James Lear Has Something to Confess



Biographical notes for James Lear, the author of The Back Passage, Hot Valley, and The Palace of Varieties, say he was born in Singapore, expensively educated in England, and has worked in the theater and British intelligence services. After a misunderstanding with the authorities, the story goes, he has lived quietly in London, devoting his time to writing and helping local youth.

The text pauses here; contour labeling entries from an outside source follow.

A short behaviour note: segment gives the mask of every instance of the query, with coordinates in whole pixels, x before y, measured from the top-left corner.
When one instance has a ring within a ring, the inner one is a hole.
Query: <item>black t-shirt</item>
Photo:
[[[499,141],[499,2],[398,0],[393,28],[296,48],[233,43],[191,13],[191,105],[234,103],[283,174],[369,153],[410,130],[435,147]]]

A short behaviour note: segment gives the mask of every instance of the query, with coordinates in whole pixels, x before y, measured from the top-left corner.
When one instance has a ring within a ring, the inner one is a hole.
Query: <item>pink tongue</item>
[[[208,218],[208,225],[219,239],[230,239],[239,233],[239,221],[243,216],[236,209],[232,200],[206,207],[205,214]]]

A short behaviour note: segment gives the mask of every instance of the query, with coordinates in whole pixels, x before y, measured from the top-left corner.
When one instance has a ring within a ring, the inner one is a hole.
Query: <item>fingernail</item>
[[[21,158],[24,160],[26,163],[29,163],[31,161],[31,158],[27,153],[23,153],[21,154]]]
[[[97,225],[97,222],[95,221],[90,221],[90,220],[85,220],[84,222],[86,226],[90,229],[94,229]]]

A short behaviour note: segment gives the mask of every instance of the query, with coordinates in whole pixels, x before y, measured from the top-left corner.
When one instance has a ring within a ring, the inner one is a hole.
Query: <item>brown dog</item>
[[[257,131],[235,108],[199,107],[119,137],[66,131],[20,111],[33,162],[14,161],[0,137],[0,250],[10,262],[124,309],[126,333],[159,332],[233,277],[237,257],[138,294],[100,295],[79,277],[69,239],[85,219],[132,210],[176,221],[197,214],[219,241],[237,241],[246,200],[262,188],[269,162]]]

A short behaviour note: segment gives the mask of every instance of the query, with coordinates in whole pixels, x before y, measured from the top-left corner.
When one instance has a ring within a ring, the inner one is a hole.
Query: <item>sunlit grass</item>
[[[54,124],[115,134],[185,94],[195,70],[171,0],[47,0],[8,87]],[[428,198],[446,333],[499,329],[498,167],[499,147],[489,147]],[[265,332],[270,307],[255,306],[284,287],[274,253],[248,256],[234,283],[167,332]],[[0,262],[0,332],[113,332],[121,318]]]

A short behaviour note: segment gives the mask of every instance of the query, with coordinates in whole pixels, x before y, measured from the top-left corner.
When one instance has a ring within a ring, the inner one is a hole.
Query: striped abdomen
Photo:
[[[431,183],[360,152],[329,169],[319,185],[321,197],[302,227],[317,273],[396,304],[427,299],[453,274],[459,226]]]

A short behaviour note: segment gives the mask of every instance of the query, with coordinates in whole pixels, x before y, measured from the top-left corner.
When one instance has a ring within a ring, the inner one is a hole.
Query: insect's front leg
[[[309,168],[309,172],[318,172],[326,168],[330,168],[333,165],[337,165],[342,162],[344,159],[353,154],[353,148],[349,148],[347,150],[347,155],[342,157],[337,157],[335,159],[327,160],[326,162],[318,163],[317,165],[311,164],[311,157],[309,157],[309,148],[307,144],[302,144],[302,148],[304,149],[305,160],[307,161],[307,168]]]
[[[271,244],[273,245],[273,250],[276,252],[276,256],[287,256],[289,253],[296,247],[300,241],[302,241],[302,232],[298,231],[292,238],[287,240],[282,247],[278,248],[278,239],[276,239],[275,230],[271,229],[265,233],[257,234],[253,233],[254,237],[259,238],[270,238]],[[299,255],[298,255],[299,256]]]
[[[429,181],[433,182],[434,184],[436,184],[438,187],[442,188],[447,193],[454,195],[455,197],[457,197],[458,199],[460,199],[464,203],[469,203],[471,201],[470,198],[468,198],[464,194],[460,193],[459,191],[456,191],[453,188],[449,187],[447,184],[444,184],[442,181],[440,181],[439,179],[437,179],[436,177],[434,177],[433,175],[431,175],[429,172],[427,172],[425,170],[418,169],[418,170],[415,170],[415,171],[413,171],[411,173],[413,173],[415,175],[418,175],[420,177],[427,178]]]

And a story it is. Novelist Rupert Smith revealed himself to be the pseudonymous Lear in an op-ed article with The Los Angeles Times on Sunday, April 20. Unlike James Lear, Rupert Smith is a writer whose work regularly appears in the Guardian. He is the author of several books under his own name, including
I Must Confess, as well as a series of brilliantly funny (and explicitly erotic) gay novels published under the name James Lear. Cleis reports brisk sales of the Lear novels, which are category favorites on Amazon and Barnes & Noble and have been enthusiastically reviewed.

In his Los Angeles Times piece, Smith explains his surprise that the Lear books outsell his general trade titles. A closer look at the economics of genre literature revealed a whole parallel universe of erotic publishing and enthusiastic audiences:

"Erotic literature, dirty books, one-handed reading, call it what you will, is the last great taboo of the publishing world. Bookstores and supermarkets are happy to stock titles in which children are abused, women victimized and men brutalized, but if you look for books in which consenting adults enjoy each other for the sexual entertainment of readers, you'll probably find a few dog-eared copies hidden away at the back, near the bathroom. Erotic books don't get reviewed, and you won't be seeing their authors on Oprah any time soon.

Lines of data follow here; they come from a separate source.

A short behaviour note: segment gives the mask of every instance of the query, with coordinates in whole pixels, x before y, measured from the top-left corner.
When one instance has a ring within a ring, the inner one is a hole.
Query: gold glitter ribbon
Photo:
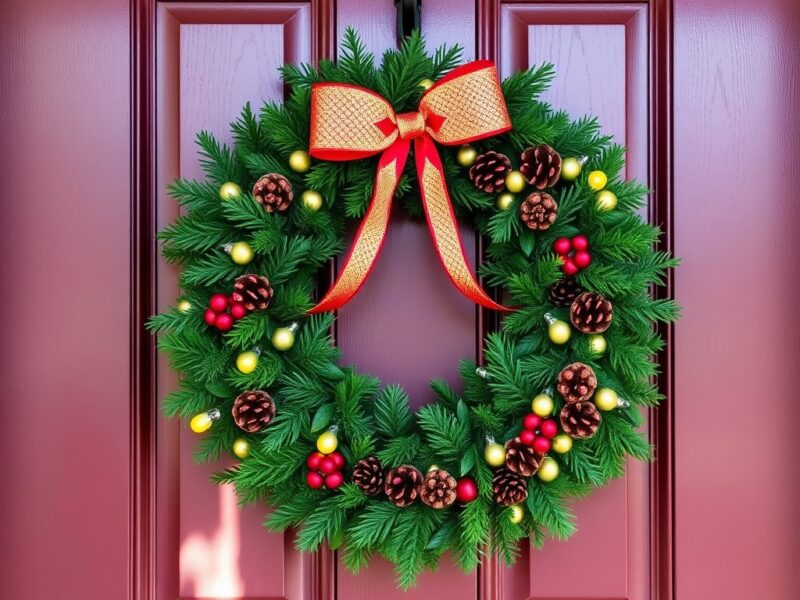
[[[409,113],[395,114],[385,98],[358,86],[332,82],[312,86],[311,155],[334,161],[381,157],[372,199],[350,253],[336,282],[310,312],[343,306],[367,280],[386,238],[392,199],[412,142],[428,229],[447,275],[473,302],[509,310],[481,289],[469,267],[436,149],[437,143],[461,145],[509,129],[511,121],[491,61],[451,71],[425,92],[418,110]]]

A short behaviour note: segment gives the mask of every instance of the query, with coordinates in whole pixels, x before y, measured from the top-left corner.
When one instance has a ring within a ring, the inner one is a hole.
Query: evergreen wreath
[[[654,324],[678,316],[651,296],[677,261],[637,213],[648,190],[620,178],[624,149],[595,118],[538,100],[545,64],[502,82],[509,131],[438,147],[456,214],[487,239],[479,273],[517,307],[485,363],[462,361],[460,393],[432,381],[436,402],[416,412],[400,387],[339,365],[332,312],[309,311],[379,159],[310,160],[312,85],[362,86],[405,113],[460,55],[430,56],[415,33],[376,67],[348,30],[338,61],[283,67],[288,99],[245,106],[233,148],[199,134],[206,181],[172,184],[186,212],[159,234],[183,290],[150,321],[182,375],[165,413],[202,433],[199,460],[240,459],[214,480],[275,507],[269,529],[298,527],[299,550],[327,542],[353,571],[383,555],[403,588],[448,550],[469,571],[485,551],[512,564],[522,538],[569,537],[571,499],[623,475],[627,456],[648,460]],[[422,217],[412,162],[395,198]]]

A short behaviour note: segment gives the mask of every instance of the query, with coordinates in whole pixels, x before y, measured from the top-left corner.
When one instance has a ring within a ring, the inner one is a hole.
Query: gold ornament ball
[[[311,212],[317,212],[320,208],[322,208],[322,194],[319,192],[315,192],[314,190],[306,190],[303,192],[301,198],[303,200],[303,206],[305,206]]]
[[[600,410],[614,410],[619,406],[619,396],[611,388],[600,388],[594,393],[594,404]]]
[[[339,438],[332,431],[326,431],[317,438],[317,450],[323,454],[330,454],[339,446]]]
[[[589,351],[592,354],[597,354],[599,356],[601,354],[605,354],[607,349],[608,342],[602,335],[595,333],[594,335],[589,336]]]
[[[219,197],[222,200],[233,200],[242,195],[242,188],[232,181],[226,181],[219,186]]]
[[[547,394],[539,394],[531,402],[531,410],[533,410],[533,414],[540,417],[547,417],[553,414],[553,398]]]
[[[559,454],[566,454],[572,450],[572,438],[566,433],[560,433],[553,438],[553,450]]]
[[[305,150],[295,150],[289,155],[289,168],[295,173],[305,173],[311,168],[311,157]]]
[[[617,207],[617,195],[610,190],[603,190],[597,194],[597,208],[604,212],[614,210]]]
[[[239,371],[241,371],[245,375],[255,371],[257,366],[258,366],[258,354],[256,354],[252,350],[248,350],[247,352],[242,352],[239,356],[236,357],[236,368],[239,369]]]
[[[539,470],[536,471],[536,474],[542,481],[553,481],[556,477],[558,477],[560,472],[561,469],[559,468],[555,459],[545,456],[544,460],[542,460],[542,464],[539,465]]]
[[[592,188],[595,192],[599,192],[606,187],[606,184],[608,183],[608,177],[602,171],[592,171],[589,173],[587,181],[590,188]]]
[[[583,169],[583,166],[577,158],[565,158],[561,162],[561,179],[573,181],[581,174],[581,169]]]
[[[514,523],[514,525],[522,523],[522,519],[525,518],[525,511],[522,509],[522,507],[519,504],[512,504],[508,508],[508,520]]]
[[[500,194],[497,197],[497,208],[500,210],[508,210],[514,205],[514,194],[508,192]]]
[[[272,345],[276,350],[286,352],[294,346],[294,331],[288,327],[278,327],[272,334]]]
[[[506,189],[509,192],[519,194],[525,189],[527,184],[528,182],[525,181],[525,176],[519,171],[511,171],[511,173],[506,175]]]
[[[506,449],[502,444],[487,444],[483,456],[486,462],[493,467],[502,467],[506,464]]]
[[[547,327],[547,335],[550,341],[559,346],[566,344],[572,335],[572,330],[564,321],[553,321]]]
[[[458,154],[456,154],[456,162],[462,167],[471,167],[472,163],[475,162],[477,157],[477,150],[467,144],[466,146],[461,146],[461,148],[458,149]]]
[[[250,442],[244,438],[236,438],[233,441],[233,453],[237,458],[244,460],[250,456]]]
[[[236,242],[231,246],[231,260],[237,265],[249,264],[253,256],[253,248],[247,242]]]

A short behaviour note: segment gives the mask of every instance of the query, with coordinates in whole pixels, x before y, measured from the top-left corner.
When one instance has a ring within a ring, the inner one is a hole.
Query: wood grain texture
[[[795,0],[675,2],[679,598],[800,589],[799,40]]]
[[[129,10],[2,7],[2,598],[127,594]]]

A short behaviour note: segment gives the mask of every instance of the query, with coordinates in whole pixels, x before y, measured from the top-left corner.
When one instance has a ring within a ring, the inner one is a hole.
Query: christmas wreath
[[[348,31],[338,61],[284,67],[288,99],[245,106],[233,148],[199,135],[206,181],[173,183],[185,214],[159,236],[183,290],[150,324],[182,374],[165,412],[201,434],[199,459],[238,458],[215,480],[274,507],[267,527],[298,527],[300,550],[327,542],[353,570],[383,555],[402,587],[448,550],[470,570],[484,549],[512,563],[522,538],[570,536],[571,499],[648,459],[654,323],[678,313],[650,293],[676,261],[637,213],[647,189],[620,177],[624,149],[538,100],[551,65],[501,83],[459,57],[428,55],[415,33],[376,67]],[[461,363],[462,390],[435,380],[416,412],[340,366],[330,338],[393,199],[427,220],[453,284],[504,314],[484,364]],[[456,215],[487,239],[479,273],[498,299],[467,266]]]

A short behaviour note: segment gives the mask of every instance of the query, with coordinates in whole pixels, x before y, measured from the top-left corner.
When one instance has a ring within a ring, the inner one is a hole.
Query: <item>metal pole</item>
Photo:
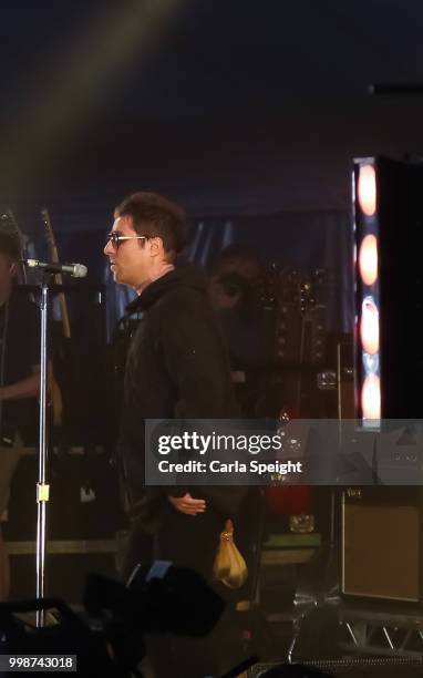
[[[48,316],[49,316],[49,285],[47,275],[43,277],[41,288],[41,372],[40,372],[40,450],[39,450],[39,479],[37,484],[37,598],[44,597],[45,576],[45,541],[47,541],[47,502],[49,489],[47,484],[47,394],[48,394]],[[37,612],[37,626],[44,626],[44,610]]]

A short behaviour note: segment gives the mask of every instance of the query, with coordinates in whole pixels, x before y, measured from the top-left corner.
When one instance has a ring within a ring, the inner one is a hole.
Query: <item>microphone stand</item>
[[[47,436],[47,396],[48,396],[48,319],[49,319],[49,274],[43,274],[41,286],[41,345],[40,345],[40,438],[39,477],[37,484],[37,598],[44,597],[47,503],[50,485],[47,477],[48,436]],[[44,609],[37,610],[37,626],[44,626]]]

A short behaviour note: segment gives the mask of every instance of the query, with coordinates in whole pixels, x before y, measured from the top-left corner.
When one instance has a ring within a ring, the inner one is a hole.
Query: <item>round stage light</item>
[[[376,374],[379,372],[379,353],[374,356],[363,353],[363,367],[367,374]]]
[[[361,307],[360,337],[363,351],[379,352],[379,310],[373,297],[365,297]]]
[[[381,418],[381,382],[376,374],[364,379],[361,391],[361,409],[363,419]]]
[[[359,267],[364,285],[378,280],[378,239],[374,235],[367,235],[361,243]]]
[[[358,186],[359,204],[367,216],[376,210],[376,175],[372,165],[361,165]]]

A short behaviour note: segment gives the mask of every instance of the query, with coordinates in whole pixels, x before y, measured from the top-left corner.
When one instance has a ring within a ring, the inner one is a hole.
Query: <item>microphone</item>
[[[42,268],[47,273],[69,274],[73,278],[85,278],[89,269],[83,264],[53,264],[53,261],[39,261],[38,259],[22,259],[29,268]]]

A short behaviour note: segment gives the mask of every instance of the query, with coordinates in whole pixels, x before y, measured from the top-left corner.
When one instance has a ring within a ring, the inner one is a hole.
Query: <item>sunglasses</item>
[[[107,234],[106,243],[112,243],[114,249],[117,249],[124,240],[146,240],[147,236],[121,236],[116,230]]]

The internet tells a different story. Erotics outsell literary fiction by vast margins and, freed from the embarrassment of walking up to the counter in Borders or Wal-Mart, readers adopt a pick-and-mix approach. Straight women read gay male porn, straight men read lesbian erotica, everyone seems to enjoy everyone else, and the publishers and authors thrive."

The newest James Lear novel to hit bookstores is The Palace of Varieties, just released this month. Paul Lemoyne is a callow but resourceful 18-year-old who leaves the hinterlands for the big city. A steamy tearoom tryst initiates him into London's gay underground and lands him a job at the seedy Palace of Varieties, where the nonstop backstage blow jobs make the tacky onstage acts seem tame. "As hairy as a donkey and hung like one as well!" as one of his astonished bedmates notes, the indomitable Paul rises quickly from stagehand doing every man in sight to well-heeled rent boy, reluctant thief, and friend with benefits. James Lear's distinctive mix of page-turning prose, droll humor, explicit sex, and memorable cast of sex-crazed studs of all ages, shapes, and inclinations make this an exciting companion to The Back Passage and Hot Valley.